Download source files - 29.5 Kb
Do you find the "customers that bought this item also bought these items" feature of sites such as Amazon.com useful? Would you like to add this capability to your e-commerce web site in order to increase cross-sell opportunities? Perhaps you are just interested in recommending pages to visitors browsing your site. Regardless of the specific type of item you want to recommend or cross-sell, the technique can be the same. There are many algorithms that could be leveraged to implement a recommender system. In this article, I will describe one such implementation based on a straight-forward graph structure and a simple algorithm.
Armed with the content of this article and the downloadable source code, you will be able infuse a simple recommender algorithm into your web site.
This article is organized as follows:
Recommending systems are the bread and butter of large e-commerce web sites. Potential customers are presented with highly relevant product recommendations based on their demonstrated likes; thus increasing the probability of purchase.
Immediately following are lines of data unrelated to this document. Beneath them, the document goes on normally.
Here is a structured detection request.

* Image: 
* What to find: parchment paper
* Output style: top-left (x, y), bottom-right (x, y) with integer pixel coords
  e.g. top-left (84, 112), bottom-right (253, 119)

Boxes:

Customers purchasing one or more items are presented with like-items increasing the likelihood of cross-selling. And returning customers are retained by the quality of recommendations based on their previous purchases. In general, the goal of any recommendation system is to present users with a highly relevant set of items.
There are two general types of recommendation algorithms. One is based on the similarity between the currently active user and previous users. The similarity is usually computed using information about the items each user demonstrated interest (or purchased). The other type is based on the similarity of items selected by the current user to other items. Usually described as user-based and item-based collaborative filtering, respectively, these algorithms differ in the data collected and the associations formed between the data items.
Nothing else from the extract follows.